Sam Kildunne
- Born: 22 December 2002 (age 23)
- Height: 1.85 m (6 ft 1 in)
- Weight: 86 kg (190 lb)
- School: Woodhouse Grove School
- University: Loughborough University
- Notable relative: Ellie Kildunne (sister)

Rugby union career
- Position: Winger
- Current team: Ampthill

Senior career
- Years: Team / Apps / (Points)
- 2025-: Ampthill

National sevens team
- Years: Team /  / Comps
- 2022-: England Sevens

= Sam Kildunne =

English rugby union player (born 2002)

Sam Kildunne (born 22 December 2002) is an English rugby union footballer who plays as a winger for Champ Rugby side Ampthill. He is an England Rugby Sevens international.

==Early life==
From Riddlesden, in West Yorkshire, Kildunne attended Woodhouse Grove School in Bradford prior to studying for a Sports Management undergraduate degree and a masters degree in Business Marketing at Loughborough University. Whilst at Loughborough, he spent four years playing for Loughborough Students RUFC in the fourth tier of English Rugby, National Two, his teammates including Jack Bracken. Kildunne also helped Loughborough to win their first BUCS (British Universities and Colleges Sport) Super Rugby title in 2024.

==Club career==
Kildunne was scouted by Ampthill RUFC Director of Rugby Dave Ward whilst playing
in the London Floodlit 7s hosted by Rosslyn Park.
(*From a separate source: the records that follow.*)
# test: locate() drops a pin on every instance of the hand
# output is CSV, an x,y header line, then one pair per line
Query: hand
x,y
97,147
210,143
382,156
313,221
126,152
In October 2025, Kildunne scored on his debut for Ampthill in a 45-24 victory over Cambridge RUFC in the club's opening fixture of the 2025-26 Champ Rugby season.

==International career==
Kildunne has played Rugby Sevens for England Sevens and Team GB Sevens. He made his debut for England Sevens in June 2022. In 2025, he played in the Safari Sevens in Kenya where he was named in the team of the tournament and finished as top try-scorer overall with nine.

==Personal life==
His sister Ellie Kildunne is an England international rugby union player. The pair trained together for fitness during the Covid-19 pandemic.